Member of the European Parliament
- Incumbent
- Assumed office 14 June 2004
- Constituency: North-East

Personal details
- Born: 9 March 1953 (age 73) San Giorgio delle Pertiche, Veneto, Italy
- Party: Christian Democracy, United Christian Democrats, Union of Christian and Centre Democrats, Alliance of the Centre

= Iles Braghetto =

Italian politician

Iles Braghetto (born 9 March 1953 in San Giorgio delle Pertiche) is an Italian politician from Veneto.

Braghetto was a religion teacher in upper secondary schools since 1976 and graduated in modern literature in 1984.

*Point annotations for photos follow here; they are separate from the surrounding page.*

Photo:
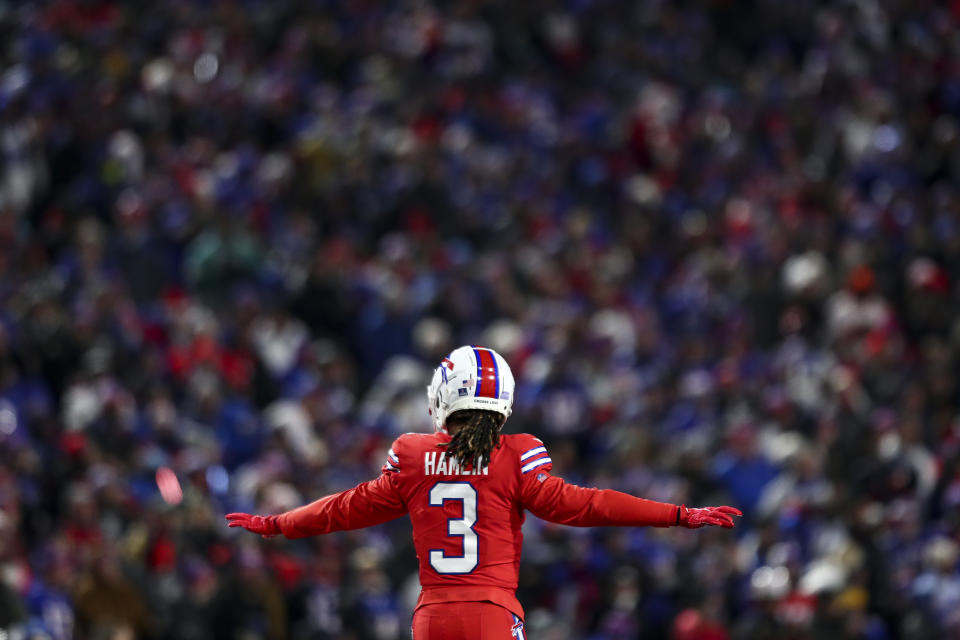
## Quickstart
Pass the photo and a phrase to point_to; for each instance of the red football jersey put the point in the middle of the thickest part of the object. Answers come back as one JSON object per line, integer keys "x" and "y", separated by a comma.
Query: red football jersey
{"x": 466, "y": 522}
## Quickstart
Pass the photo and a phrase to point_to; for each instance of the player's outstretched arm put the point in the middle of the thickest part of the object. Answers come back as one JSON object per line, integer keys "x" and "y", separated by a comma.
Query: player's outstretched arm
{"x": 552, "y": 499}
{"x": 369, "y": 503}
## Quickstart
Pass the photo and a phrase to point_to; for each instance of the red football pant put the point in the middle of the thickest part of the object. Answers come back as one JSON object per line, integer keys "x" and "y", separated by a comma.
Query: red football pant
{"x": 466, "y": 621}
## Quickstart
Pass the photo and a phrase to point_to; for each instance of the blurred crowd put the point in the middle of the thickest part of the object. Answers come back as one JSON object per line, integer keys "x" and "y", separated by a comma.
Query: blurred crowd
{"x": 717, "y": 240}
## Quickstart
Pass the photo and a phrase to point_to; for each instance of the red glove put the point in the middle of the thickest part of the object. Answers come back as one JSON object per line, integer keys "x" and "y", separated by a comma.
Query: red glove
{"x": 264, "y": 525}
{"x": 715, "y": 516}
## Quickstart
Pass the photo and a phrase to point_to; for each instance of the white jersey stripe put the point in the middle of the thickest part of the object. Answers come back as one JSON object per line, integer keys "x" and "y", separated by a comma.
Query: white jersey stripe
{"x": 532, "y": 452}
{"x": 534, "y": 464}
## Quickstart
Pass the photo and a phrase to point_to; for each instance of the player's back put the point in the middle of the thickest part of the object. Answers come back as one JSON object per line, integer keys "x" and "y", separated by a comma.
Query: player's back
{"x": 466, "y": 521}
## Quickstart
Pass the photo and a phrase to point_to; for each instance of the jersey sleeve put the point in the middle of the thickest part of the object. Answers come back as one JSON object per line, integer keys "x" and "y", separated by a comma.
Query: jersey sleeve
{"x": 369, "y": 503}
{"x": 550, "y": 498}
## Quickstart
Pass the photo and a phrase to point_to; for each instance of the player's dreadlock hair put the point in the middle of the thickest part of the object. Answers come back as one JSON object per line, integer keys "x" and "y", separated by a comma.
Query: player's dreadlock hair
{"x": 477, "y": 433}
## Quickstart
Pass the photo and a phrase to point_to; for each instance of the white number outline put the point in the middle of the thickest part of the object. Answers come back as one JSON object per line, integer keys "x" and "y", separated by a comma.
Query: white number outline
{"x": 438, "y": 557}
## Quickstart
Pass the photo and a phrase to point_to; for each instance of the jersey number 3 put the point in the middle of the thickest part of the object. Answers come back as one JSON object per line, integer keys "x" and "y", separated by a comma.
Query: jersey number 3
{"x": 462, "y": 527}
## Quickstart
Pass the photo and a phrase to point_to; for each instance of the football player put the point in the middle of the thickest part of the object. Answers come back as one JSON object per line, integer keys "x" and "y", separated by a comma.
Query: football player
{"x": 466, "y": 487}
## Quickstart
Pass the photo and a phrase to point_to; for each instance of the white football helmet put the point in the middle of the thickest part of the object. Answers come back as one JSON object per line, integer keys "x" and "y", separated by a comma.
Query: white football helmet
{"x": 470, "y": 378}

Since the years of his youth he was a member of Christian Democracy. Between 1980 and 1985 he was town councillor and deputy mayor of Padua. In 1995 he was elected to the Regional Council of Veneto for the United Christian Democrats. From 1995 through 2000 he was regional minister of Health in Galan I Government. From 2003 to 2005 he was chairman of the Committee overseeing planning, the budget and institutional affairs.

In 2005 he entered the European Parliament representing the Union of Christian and Centre Democrats (UDC). During his tenure he was vice-chairman of the Committee on Fisheries and member of the Committee on Employment and Social Affairs, the delegation for relations with Iran, and the delegation for relations with Canada.

After failing re-election to the EP in 2009, he left the UDC and was involved in the Alliance of the Centre.